Page 1918 - Shakespeare - Vol. 2
P. 1918

ACT II       IT






                                                     Scene I        IT



                     Enter Duke Senior, Amiens, and two or three lords like foresters.



              DUKE SENIOR
               Now my co-mates and brothers in exile,
               Hath not old custom made this life more sweet
               Than that of painted pomp? Are not these woods

               More free from peril than the envious court?
               Here feel we not the penalty of Adam, [5]
               The seasons’ difference, as the icy fang
               And churlish chiding of the winter’s wind,
               Which when it bites and blows upon my body

               Even till I shrink with cold, I smile, and say
               ‘This is no flattery. These are counsellors [10]
               That feelingly persuade me what I am’.
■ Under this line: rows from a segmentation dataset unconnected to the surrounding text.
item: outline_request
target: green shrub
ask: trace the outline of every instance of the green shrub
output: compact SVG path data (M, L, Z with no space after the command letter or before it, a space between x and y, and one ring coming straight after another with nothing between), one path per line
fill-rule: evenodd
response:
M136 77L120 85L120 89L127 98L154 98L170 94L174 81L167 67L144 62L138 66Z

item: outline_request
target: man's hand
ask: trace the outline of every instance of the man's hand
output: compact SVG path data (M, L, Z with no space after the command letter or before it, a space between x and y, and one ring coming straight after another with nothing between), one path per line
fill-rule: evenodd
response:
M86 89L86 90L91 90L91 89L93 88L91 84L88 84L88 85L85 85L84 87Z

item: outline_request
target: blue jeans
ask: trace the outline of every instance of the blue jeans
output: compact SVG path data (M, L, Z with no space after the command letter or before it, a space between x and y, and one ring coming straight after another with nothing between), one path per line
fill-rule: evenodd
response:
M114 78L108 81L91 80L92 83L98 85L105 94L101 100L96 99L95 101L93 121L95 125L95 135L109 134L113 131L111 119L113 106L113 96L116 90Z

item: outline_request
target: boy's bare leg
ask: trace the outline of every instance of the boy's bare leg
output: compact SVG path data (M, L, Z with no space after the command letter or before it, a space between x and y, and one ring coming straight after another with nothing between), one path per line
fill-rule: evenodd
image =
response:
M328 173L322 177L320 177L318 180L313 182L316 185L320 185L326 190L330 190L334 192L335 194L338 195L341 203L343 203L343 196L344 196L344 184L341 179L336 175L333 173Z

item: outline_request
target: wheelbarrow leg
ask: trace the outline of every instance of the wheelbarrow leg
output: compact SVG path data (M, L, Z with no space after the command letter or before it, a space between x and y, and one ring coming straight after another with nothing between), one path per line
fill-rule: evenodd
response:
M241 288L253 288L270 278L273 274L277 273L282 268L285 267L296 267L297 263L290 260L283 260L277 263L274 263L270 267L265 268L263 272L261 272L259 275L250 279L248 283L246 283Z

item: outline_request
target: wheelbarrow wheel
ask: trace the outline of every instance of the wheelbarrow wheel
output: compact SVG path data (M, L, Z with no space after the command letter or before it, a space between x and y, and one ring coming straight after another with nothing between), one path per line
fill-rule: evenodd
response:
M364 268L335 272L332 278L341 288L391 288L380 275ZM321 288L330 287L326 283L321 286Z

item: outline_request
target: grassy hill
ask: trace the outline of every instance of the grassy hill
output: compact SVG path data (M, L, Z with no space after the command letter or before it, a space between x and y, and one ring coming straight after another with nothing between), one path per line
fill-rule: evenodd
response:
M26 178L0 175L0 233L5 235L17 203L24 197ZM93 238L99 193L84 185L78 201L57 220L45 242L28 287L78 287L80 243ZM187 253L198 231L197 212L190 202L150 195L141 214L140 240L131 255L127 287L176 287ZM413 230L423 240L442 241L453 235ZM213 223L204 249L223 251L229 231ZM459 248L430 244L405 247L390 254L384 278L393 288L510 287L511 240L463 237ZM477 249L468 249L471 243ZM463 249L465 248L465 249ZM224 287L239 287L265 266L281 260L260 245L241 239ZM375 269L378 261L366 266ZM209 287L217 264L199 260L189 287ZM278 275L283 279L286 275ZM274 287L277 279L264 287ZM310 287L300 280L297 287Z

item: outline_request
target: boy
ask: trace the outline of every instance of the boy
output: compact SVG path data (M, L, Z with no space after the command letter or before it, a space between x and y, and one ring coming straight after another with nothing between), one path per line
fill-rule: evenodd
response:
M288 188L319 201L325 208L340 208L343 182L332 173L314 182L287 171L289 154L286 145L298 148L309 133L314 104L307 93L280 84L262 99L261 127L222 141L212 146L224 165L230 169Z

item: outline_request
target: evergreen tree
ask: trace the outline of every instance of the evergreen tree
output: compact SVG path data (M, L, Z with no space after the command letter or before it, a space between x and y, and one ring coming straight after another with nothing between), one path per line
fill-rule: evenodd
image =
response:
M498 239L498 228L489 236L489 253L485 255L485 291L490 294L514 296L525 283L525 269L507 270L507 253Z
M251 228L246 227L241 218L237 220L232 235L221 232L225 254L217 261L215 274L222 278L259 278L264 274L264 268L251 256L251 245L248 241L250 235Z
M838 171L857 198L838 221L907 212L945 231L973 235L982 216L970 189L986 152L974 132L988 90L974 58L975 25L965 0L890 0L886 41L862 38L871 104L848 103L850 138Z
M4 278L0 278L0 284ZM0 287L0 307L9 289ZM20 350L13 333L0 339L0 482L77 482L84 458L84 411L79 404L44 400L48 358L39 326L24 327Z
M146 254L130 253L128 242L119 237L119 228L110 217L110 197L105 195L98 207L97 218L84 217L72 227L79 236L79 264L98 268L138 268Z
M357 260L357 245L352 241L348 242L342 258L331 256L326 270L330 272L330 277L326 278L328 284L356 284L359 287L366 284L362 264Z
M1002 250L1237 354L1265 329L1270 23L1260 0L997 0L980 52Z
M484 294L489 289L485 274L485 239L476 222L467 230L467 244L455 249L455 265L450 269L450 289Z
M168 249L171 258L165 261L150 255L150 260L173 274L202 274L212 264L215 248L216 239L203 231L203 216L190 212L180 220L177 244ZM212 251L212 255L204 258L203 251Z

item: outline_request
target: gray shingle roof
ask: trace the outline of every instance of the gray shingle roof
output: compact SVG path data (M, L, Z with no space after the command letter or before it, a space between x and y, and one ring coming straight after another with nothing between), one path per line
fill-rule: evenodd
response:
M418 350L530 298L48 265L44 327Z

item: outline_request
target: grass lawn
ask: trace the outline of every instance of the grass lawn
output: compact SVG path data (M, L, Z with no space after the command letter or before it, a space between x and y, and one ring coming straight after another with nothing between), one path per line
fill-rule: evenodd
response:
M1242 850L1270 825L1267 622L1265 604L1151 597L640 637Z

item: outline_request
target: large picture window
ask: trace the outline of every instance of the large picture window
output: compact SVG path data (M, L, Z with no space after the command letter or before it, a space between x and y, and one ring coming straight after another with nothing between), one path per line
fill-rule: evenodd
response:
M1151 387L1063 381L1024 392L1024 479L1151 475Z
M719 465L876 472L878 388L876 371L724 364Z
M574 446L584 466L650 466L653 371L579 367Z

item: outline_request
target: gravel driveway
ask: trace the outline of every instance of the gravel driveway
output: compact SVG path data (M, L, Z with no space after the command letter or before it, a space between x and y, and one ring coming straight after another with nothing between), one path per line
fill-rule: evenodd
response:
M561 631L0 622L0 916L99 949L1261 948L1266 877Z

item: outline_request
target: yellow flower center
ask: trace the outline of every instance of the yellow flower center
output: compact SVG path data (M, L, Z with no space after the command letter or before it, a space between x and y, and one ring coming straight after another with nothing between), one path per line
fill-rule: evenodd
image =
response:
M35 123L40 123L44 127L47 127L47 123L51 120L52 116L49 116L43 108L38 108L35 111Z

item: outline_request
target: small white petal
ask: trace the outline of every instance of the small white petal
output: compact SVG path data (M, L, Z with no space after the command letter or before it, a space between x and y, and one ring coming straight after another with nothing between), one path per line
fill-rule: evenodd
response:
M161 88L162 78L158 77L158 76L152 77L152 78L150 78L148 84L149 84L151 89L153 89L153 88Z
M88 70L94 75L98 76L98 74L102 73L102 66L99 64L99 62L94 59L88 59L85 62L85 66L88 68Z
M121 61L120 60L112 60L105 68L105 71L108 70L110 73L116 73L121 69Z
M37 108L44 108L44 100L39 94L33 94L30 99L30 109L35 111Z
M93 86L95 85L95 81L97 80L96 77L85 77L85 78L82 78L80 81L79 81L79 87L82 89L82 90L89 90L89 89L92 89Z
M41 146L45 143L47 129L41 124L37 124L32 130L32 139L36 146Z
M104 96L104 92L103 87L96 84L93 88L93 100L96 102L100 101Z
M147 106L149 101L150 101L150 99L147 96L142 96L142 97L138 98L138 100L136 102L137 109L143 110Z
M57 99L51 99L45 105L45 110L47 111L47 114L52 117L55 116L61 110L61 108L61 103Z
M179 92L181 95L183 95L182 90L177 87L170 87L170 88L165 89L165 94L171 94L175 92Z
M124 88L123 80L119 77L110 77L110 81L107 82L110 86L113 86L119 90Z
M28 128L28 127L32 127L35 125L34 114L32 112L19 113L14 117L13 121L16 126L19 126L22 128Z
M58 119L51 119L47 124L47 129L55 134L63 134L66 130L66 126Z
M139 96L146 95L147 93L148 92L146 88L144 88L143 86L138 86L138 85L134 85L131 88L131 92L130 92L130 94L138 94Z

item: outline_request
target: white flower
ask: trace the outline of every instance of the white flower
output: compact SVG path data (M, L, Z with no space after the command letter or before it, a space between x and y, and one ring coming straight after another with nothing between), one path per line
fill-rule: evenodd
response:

               Sweet are the uses of adversity,
               Which like the toad, ugly and venomous,
               Wears yet a precious jewel in his head;
               And this our life, exempt from public haunt, [15]
               Finds tongues in trees, books in the running brooks,

               Sermons in stones, and good in everything.



              AMIENS
               I would not change it. Happy is your Grace,
               That can translate the stubbornness of fortune
               Into so quiet and so sweet a style. [20]



              DUKE SENIOR

               Come, shall we go and kill us venison?